Redacción Deporpress | Emir Sulejmanovic es el tercer fichaje del Iberostar Tenerife. Este ala-pívot de 2.04 metros y 25 años procede del Retabet Bilbao y reforzará el juego interior de los de Txus Vidorreta. Firma por dos temporadas y su llegada se une a las de Bruno Fittipaldo y Dejan Todorovic.
La temporada recién concluida promedió 6,8 puntos y 5,4 rebotes para ocho créditos de valoración por partido en los 16 minutos de media de los que dispuso.
Detrás de él, una historia de película. El jugador bosnio nació en Srebrenica, donde perdieron la vida más de 8.000 musulmanes durante la Guerra de los Balcanes de principios de los años 90. «Mi familia me contó como todos los días tenían que refugiarse de las bombas y las granadas y como mi padre fue hecho prisionero y lo enviaron a un campo de concentración. Mi madre mi hermano y yo nos fuimos a un campamento de Cruz Roja en zona neutral», contó Sulejmanovic en La Voz de Galicia.

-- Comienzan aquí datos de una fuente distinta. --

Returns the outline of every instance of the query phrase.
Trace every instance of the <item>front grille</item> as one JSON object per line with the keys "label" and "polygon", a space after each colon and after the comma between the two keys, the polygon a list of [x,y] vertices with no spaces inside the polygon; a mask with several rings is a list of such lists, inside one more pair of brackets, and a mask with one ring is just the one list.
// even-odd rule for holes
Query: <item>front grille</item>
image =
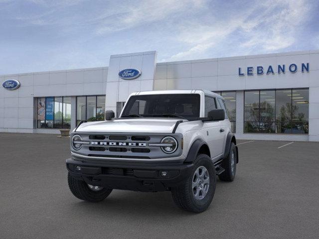
{"label": "front grille", "polygon": [[103,140],[103,139],[105,139],[105,137],[104,135],[90,135],[89,136],[89,138],[90,139],[97,139],[98,140]]}
{"label": "front grille", "polygon": [[110,140],[126,140],[128,137],[125,135],[110,135],[109,139]]}
{"label": "front grille", "polygon": [[109,148],[110,152],[127,152],[127,148]]}
{"label": "front grille", "polygon": [[143,159],[150,159],[150,157],[145,156],[132,156],[132,155],[112,155],[105,154],[89,154],[90,157],[102,157],[103,158],[140,158]]}
{"label": "front grille", "polygon": [[134,148],[131,149],[133,153],[149,153],[151,152],[151,149],[149,148]]}
{"label": "front grille", "polygon": [[150,139],[149,136],[132,136],[131,137],[133,141],[149,141]]}
{"label": "front grille", "polygon": [[[149,159],[161,157],[173,157],[180,155],[181,149],[171,154],[165,154],[160,147],[150,144],[160,142],[169,133],[117,133],[117,132],[79,132],[84,141],[81,149],[75,152],[90,157],[114,158],[132,158]],[[178,142],[181,134],[175,133],[174,137]],[[71,150],[72,148],[71,147]],[[72,150],[72,151],[73,151]]]}
{"label": "front grille", "polygon": [[107,175],[127,176],[133,177],[134,176],[133,169],[131,168],[102,168],[102,174]]}

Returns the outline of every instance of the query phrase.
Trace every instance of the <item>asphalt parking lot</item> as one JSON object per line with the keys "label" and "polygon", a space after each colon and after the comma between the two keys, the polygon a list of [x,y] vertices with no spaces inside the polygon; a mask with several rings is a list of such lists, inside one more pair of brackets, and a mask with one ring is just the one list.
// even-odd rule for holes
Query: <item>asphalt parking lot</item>
{"label": "asphalt parking lot", "polygon": [[238,140],[235,181],[218,180],[210,207],[195,214],[169,192],[79,200],[67,185],[69,140],[0,133],[0,238],[319,237],[319,143]]}

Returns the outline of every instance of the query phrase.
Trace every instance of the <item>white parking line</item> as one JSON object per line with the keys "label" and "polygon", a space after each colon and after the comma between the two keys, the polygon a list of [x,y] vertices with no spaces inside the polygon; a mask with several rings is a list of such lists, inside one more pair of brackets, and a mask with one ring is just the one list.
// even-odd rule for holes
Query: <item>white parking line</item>
{"label": "white parking line", "polygon": [[284,145],[281,146],[280,147],[278,147],[278,148],[282,148],[283,147],[285,147],[285,146],[289,145],[289,144],[291,144],[294,142],[291,142],[290,143],[287,143],[287,144],[285,144]]}
{"label": "white parking line", "polygon": [[250,143],[251,142],[254,142],[255,140],[251,140],[251,141],[246,141],[246,142],[243,142],[242,143],[237,143],[236,144],[236,145],[239,145],[239,144],[242,144],[243,143]]}

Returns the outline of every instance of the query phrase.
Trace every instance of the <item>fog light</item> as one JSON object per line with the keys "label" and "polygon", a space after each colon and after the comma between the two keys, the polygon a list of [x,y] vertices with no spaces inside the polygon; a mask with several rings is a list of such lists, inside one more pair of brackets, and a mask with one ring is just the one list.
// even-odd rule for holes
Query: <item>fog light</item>
{"label": "fog light", "polygon": [[166,171],[162,171],[160,172],[160,176],[162,177],[166,177],[167,175],[167,172]]}

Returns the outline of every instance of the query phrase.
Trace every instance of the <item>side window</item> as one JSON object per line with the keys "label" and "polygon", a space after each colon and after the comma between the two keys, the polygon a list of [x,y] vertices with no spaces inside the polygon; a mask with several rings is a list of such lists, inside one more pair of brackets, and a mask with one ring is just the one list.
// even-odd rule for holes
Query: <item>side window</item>
{"label": "side window", "polygon": [[209,96],[205,97],[205,117],[207,117],[208,112],[212,110],[217,109],[215,98]]}
{"label": "side window", "polygon": [[228,119],[228,114],[227,113],[227,108],[226,108],[226,104],[225,104],[225,101],[224,100],[222,100],[220,98],[217,98],[217,100],[219,103],[219,105],[220,105],[221,109],[224,109],[224,110],[225,111],[225,119]]}

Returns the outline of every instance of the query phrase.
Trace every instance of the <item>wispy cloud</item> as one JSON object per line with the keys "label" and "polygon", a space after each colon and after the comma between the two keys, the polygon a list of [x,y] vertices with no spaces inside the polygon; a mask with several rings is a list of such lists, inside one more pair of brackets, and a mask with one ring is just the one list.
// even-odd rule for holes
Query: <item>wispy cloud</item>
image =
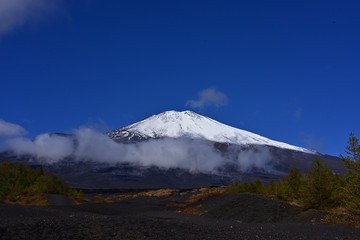
{"label": "wispy cloud", "polygon": [[0,37],[52,10],[56,0],[0,0]]}
{"label": "wispy cloud", "polygon": [[301,133],[306,148],[322,152],[324,150],[324,141],[314,137],[312,134]]}
{"label": "wispy cloud", "polygon": [[215,88],[207,88],[199,92],[198,100],[188,100],[186,106],[195,109],[204,109],[208,106],[221,107],[228,103],[228,97]]}
{"label": "wispy cloud", "polygon": [[26,134],[26,130],[14,123],[0,119],[0,137],[16,137]]}
{"label": "wispy cloud", "polygon": [[[4,121],[3,121],[4,122]],[[190,172],[221,174],[226,166],[241,171],[272,170],[272,155],[268,150],[249,149],[224,156],[208,141],[162,138],[136,144],[121,144],[94,129],[80,127],[72,135],[40,134],[34,140],[16,136],[25,131],[16,124],[5,122],[2,133],[8,136],[0,142],[0,151],[6,150],[53,164],[71,157],[73,161],[91,161],[107,164],[127,163],[135,166],[157,166],[162,169],[181,168]]]}
{"label": "wispy cloud", "polygon": [[303,114],[302,108],[298,108],[298,109],[296,110],[296,112],[294,113],[294,118],[295,118],[295,119],[300,119],[301,116],[302,116],[302,114]]}

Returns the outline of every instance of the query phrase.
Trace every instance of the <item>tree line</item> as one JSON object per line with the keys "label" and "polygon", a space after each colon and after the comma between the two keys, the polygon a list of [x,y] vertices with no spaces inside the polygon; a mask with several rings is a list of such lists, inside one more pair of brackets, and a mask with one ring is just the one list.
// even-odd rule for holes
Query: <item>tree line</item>
{"label": "tree line", "polygon": [[46,205],[45,194],[62,194],[81,199],[82,193],[42,167],[32,169],[24,164],[0,163],[0,202]]}
{"label": "tree line", "polygon": [[344,176],[333,173],[320,159],[312,168],[300,173],[292,167],[277,183],[270,180],[264,186],[260,180],[251,183],[235,183],[227,192],[265,194],[285,201],[296,201],[306,208],[320,210],[344,208],[360,223],[360,146],[359,139],[350,133],[345,155],[340,155],[347,167]]}

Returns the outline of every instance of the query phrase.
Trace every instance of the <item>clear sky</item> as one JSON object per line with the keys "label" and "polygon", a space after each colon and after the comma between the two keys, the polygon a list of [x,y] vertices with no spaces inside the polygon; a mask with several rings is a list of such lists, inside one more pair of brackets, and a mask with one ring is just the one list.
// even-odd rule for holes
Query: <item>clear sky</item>
{"label": "clear sky", "polygon": [[360,135],[359,13],[331,0],[0,0],[0,119],[34,137],[190,109],[339,155]]}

Su padre, Nedzad, estuvo casi un año prisionero y el destino de la familia fue una zona de refugiados en Finlandia. «Queríamos ir a Alemania, donde estaba un hermano de mi padre, pero no aceptaban refugiados. Las opciones eran Estados Unidos, Australia o Finlandia y elegimos esta última por estar más cerca de Bosnia», explicó. El destino le había deparado otro golpe duro: el fallecimiento de su madre Vahdetta.
Deportivamente empezó en su país de acogida, pero fue un ojeador del Olimpia de Ljubljana (Dragan Janjic) el que lo captó en un torneo que disputó con la selección de Finlandia cadete. Allí estuvo dos años antes de ser descubierto por el FC Barcelona, que le abrió las puertas de España. Fuenlabrada, Breogán, Bilbao… y ahora Tenerife.